Amen! Vieni, Signore Gesù
Le parole hanno una loro forza, racchiudono un mondo che si rivela solo a chi si dispone bene nei loro confronti, a chi si sofferma e riesce a penetrare nel loro profondo.
Ne bastano poche a farci comprendere il significato di questo Natale, lontani dalle luci, dal frastuono del consumismo, dall’affannosa corsa contro il tempo; poche parole, per scendere nel cuore del Natale, per comprendere e vivere il suo mistero ogni giorno. Di solito chiudiamo ogni preghiera dicendo “Amen”, parola che per noi equivale a “così sia” o a “in verità”. In ebraico la parola “Amen” ha la stessa radice del verbo che significa “credere” e del verbo causativo “amàn”, che equivale a “rendere fermo”, “rendere stabile”; da qui deriva il significato finale di “prestar fede”, “credere”, da qui deriva il senso profondo della fede, che è un’iniziativa di Dio, non volontà dell’uomo.
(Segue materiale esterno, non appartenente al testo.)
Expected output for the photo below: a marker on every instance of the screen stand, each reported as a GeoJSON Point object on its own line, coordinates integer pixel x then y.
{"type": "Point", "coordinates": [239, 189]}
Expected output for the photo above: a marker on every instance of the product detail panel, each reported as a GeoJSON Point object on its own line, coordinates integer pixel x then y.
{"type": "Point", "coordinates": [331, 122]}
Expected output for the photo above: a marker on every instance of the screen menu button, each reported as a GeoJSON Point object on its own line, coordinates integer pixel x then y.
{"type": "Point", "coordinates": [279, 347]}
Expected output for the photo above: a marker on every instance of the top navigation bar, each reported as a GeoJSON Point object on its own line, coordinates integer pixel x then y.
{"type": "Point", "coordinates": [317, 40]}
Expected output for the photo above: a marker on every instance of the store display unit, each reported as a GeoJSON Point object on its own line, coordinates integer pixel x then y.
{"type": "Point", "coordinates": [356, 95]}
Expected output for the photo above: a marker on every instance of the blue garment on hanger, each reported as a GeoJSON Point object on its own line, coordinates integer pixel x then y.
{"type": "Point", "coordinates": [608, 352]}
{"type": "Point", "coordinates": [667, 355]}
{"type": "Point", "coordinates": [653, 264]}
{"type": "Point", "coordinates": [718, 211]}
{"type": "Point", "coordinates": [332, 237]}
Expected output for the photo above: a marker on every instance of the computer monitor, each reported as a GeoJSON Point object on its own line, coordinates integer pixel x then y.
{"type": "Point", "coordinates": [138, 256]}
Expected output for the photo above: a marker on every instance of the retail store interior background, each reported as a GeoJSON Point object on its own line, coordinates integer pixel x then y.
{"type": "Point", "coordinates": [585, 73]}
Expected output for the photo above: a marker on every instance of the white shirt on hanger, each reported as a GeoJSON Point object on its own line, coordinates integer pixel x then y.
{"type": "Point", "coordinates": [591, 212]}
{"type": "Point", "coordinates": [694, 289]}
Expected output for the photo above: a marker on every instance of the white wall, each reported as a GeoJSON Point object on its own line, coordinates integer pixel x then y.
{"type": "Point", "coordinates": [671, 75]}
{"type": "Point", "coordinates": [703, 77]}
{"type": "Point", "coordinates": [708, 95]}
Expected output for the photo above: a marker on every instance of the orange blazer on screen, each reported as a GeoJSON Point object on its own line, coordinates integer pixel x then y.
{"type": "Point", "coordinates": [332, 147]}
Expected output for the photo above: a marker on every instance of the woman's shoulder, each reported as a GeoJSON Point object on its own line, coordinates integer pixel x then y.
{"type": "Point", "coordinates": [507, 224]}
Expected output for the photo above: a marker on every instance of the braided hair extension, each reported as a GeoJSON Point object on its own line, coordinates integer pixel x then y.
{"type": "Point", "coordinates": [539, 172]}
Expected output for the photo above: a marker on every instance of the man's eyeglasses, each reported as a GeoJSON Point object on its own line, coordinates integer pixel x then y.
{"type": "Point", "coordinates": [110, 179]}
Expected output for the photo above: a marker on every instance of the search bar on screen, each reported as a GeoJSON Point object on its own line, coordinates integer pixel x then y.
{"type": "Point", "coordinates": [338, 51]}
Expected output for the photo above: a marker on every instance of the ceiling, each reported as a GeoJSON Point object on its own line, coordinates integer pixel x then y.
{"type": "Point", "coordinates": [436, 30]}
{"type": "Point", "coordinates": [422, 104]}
Quando noi diciamo “Amen” facciamo, così, riferimento sia alla fedeltà di Dio verso di noi sia alla nostra fiducia in Lui; non pronunciamo una semplice formula di chiusura di preghiera, ma facciamo un'autentica professione di fede; è come se dicessimo “Io credo”.
Affermiamo, quindi, la nostra fede nel Dio dell'alleanza, nel “Dio dell'Amen” (Is. 65,16), il Dio fedele alle sue promesse fino al punto di offrire suo Figlio per la nostra salvezza. Il Dio della verità. L’essenza e le speranze stesse della Chiesa sono racchiuse nell’ aramaico “Maranatha”, un'espressione unica che compare una sola volta nel Nuovo Testamento (1Cor. 16,22), ma che può essere divisa in due diversi modi: “Maràn athà”, “Il Signore nostro è venuto”, che suona come una professione di fede nella Parusia già realizzata, e “Maràna thà”, corrispondente a “Signore nostro, vieni”, che si configura come una preghiera, una richiesta della venuta del Signore. Nell'una e nell'altra accezione “Maranatha” rappresenta un'affermazione di fede nel Signore che è diventato uomo e ha abitato in mezzo a noi, e che tornerà. Poche parole che comprendono il mistero dell'Incarnazione, quale noi ri-scopriamo ogni anno nel Natale, e la fede della Chiesa nell'attesa della Parusia, la fede della Sposa che invoca la venuta del Signore Gesù. Predisponiamoci, dunque, nei confronti della festività del Natale con una maggiore consapevolezza, facendo memoria della nascita di Gesù, della “Parola fatta carne” (Gv. 1,14) già avvenuta “nella pienezza del tempo” (Gal. 4,4); vigilando e volgendo le nostre menti, il nostro animo alla venuta gloriosa di Cristo alla fine dei tempi, quando egli instaurerà il suo Regno; aprendo, infine, il nostro cuore a Gesù, facendo in modo che Egli prenda dimora in noi, fino al punto di poter ripetere le parole dell’apostolo Paolo: “Non sono più io che vivo, ma è Cristo che vive in me (Gal. 2,20). Buon Natale! Anzi, “Maranatha!”, “Vieni, Signore Gesù!”